Oprócz Arki, zwiedzimy także powierzchnię oraz nieco głębiej położone lokacje planety Kepler. Jest to skaliste miejsce, kiedyś zaludnione, a gdy przybywa na nie bohater, opuszczone i wyludnione. Pozostałości po mieszkańcach, czyli domy lub kopalnie są w prawie nienaruszonym stanie. Niektóre chatki możemy zwiedzić, w jednej z nich jest istotna łamigłówka, a reszta nie zawiera niczego ciekawego. Pod powierzchnią znajduje się kopalnia, w której wydobywano nieznany kruszec i przerabiano go na tajemnicze przedmioty. W
A Space Adventure bowiem, podążamy za tropami Fortego, natrafiamy na jego notatki czy dzienniki. Idziemy jego śladem, by odzyskać i dowiedzieć się więcej o sześciennym pudełku oraz dlaczego zostaliśmy na powrót ożywieni i jaką rolę mamy do odegrania w dziejach wszechświata.
Pełen oldskul
Gra działa w dziwny sposób, mniej więcej w taki, jak wyświetlane są stare filmy. Na górze i u dołu ekranu są grube, czarne pasy, a pośrodku niedużych rozmiarów obraz. Grafika prezentuje się dość ubogo. Królują tutaj futurystyczne, pozbawione szczegółów i detali krajobrazy. Centralny obszar Arki, to wielka, pusta sala, pełniąca jedynie rolę przejścia pomiędzy innymi pomieszczeniami. Ogród jeszcze wygląda znośnie, podobnie jak serwerownia, ale mostek czy teleport prezentują się biednie. Pozbawione jakichś żywszych kolorów, jedynie proste, jednolite barwy. Powierzchnie planet są za to kolorowe, chociaż trudno wymagać od nich szczegółowości oraz tekstur w wysokiej rozdzielczości. Wszystko jest nieco rozmazane i budżetowe. Animacje, np. nieznanego złodzieja pudełka, ptaka czy wierzgającego, przewróconego robaka wypadają dobrze.

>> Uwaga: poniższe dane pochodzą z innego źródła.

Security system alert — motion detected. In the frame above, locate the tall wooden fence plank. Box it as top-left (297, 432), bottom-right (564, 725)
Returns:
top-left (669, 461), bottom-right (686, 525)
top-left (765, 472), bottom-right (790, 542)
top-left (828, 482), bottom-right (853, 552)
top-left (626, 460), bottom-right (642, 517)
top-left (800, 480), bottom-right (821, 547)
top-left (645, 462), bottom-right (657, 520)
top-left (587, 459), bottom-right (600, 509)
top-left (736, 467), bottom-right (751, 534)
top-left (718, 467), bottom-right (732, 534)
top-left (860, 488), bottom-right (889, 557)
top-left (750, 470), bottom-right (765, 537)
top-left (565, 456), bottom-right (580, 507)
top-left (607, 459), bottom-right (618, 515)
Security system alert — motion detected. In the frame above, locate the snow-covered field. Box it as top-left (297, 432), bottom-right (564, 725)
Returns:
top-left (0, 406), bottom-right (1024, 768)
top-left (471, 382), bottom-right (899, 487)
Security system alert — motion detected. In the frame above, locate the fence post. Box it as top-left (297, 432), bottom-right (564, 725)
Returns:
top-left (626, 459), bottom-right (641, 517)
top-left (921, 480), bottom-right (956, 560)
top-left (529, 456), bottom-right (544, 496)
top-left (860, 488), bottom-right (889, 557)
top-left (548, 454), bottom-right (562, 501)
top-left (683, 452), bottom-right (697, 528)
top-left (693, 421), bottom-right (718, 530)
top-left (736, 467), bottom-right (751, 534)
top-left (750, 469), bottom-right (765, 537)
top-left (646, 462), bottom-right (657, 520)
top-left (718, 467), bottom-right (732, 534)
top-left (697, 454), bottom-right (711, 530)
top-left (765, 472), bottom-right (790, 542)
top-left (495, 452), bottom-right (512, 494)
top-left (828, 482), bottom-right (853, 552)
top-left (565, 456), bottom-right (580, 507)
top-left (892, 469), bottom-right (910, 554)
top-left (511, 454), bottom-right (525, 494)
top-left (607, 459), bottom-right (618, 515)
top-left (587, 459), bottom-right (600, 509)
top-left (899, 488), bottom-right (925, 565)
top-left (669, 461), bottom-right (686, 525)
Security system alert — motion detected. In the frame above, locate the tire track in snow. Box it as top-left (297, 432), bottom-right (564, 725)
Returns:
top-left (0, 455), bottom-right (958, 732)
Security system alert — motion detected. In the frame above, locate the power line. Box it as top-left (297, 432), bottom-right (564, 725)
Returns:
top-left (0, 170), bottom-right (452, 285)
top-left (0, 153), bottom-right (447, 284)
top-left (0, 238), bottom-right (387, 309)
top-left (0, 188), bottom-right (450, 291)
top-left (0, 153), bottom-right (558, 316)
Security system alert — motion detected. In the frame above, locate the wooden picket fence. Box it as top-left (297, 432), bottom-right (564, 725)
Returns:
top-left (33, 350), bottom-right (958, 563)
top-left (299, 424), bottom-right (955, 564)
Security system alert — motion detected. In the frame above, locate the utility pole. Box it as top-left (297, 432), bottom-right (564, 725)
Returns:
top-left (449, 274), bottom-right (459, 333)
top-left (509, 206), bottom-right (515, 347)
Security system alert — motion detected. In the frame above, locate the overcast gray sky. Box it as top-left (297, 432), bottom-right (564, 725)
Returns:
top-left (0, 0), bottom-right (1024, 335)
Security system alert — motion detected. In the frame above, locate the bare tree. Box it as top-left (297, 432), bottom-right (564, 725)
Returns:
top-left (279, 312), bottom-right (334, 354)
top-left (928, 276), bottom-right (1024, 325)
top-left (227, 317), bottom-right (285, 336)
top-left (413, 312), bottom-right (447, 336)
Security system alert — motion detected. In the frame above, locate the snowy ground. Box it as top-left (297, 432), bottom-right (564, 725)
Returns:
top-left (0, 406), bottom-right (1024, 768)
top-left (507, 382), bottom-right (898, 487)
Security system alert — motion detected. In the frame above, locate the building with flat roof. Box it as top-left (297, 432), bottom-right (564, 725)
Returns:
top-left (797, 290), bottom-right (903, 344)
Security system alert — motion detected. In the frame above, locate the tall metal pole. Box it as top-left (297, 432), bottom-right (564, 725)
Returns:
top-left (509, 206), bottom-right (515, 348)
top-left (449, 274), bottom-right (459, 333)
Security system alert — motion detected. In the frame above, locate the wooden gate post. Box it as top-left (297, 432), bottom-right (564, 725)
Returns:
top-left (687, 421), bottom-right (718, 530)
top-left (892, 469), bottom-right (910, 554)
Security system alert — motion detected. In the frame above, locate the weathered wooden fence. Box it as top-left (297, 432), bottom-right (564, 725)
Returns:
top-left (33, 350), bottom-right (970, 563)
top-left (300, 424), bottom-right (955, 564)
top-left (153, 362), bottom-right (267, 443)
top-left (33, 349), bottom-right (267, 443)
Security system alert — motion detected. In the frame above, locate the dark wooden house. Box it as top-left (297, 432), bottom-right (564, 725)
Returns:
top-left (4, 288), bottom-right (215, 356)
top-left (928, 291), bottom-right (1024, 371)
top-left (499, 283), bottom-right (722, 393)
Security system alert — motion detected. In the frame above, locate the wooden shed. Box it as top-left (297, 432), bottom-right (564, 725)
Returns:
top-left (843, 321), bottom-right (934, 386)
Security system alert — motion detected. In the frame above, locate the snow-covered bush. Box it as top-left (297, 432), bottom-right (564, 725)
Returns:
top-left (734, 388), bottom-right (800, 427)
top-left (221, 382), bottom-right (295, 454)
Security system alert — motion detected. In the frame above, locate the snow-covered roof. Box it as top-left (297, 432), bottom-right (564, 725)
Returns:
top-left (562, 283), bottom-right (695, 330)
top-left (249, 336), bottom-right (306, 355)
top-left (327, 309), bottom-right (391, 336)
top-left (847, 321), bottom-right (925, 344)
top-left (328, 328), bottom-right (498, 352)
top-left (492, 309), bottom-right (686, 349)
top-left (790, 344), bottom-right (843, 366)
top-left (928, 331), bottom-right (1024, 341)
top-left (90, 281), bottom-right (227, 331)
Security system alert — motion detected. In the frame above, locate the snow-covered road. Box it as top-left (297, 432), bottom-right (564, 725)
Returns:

Co do kwestii udźwiękowienia, jak już wspomniałem, irytuje głos lektora pamiętnika Fortego. Muzyka, mimo iż ciągle się powtarzająca, ma to do siebie, że jest przyjemna i nie nudzi się. W niektórych momentach potrafi zbudować i podtrzymać klimat. Resztę brzmień towarzyszących głównemu bohaterowi nagrano poprawnie, więc nie ma się do czego przyczepić.
Dawno temu w odległej galaktyce
Nie doceniałem tej produkcji, ponieważ z początku miałem ją za lekką, prostą grę przygodową. Szybko jednak zostałem obudzony potężnym kopniakiem i zaserwowano mi niezwykle wymagające wyzwania. Z całej gry najbardziej irytuje jedynie głos lektora oraz fakt, że gra nie działa na całej rozciągłości ekranu, tylko na pewnym obszarze. Grafikę można przeboleć, w końcu nie ona jest tutaj najważniejsza, tylko zagadki, łamigłówki oraz historia, które prezentują bardzo dobry poziom.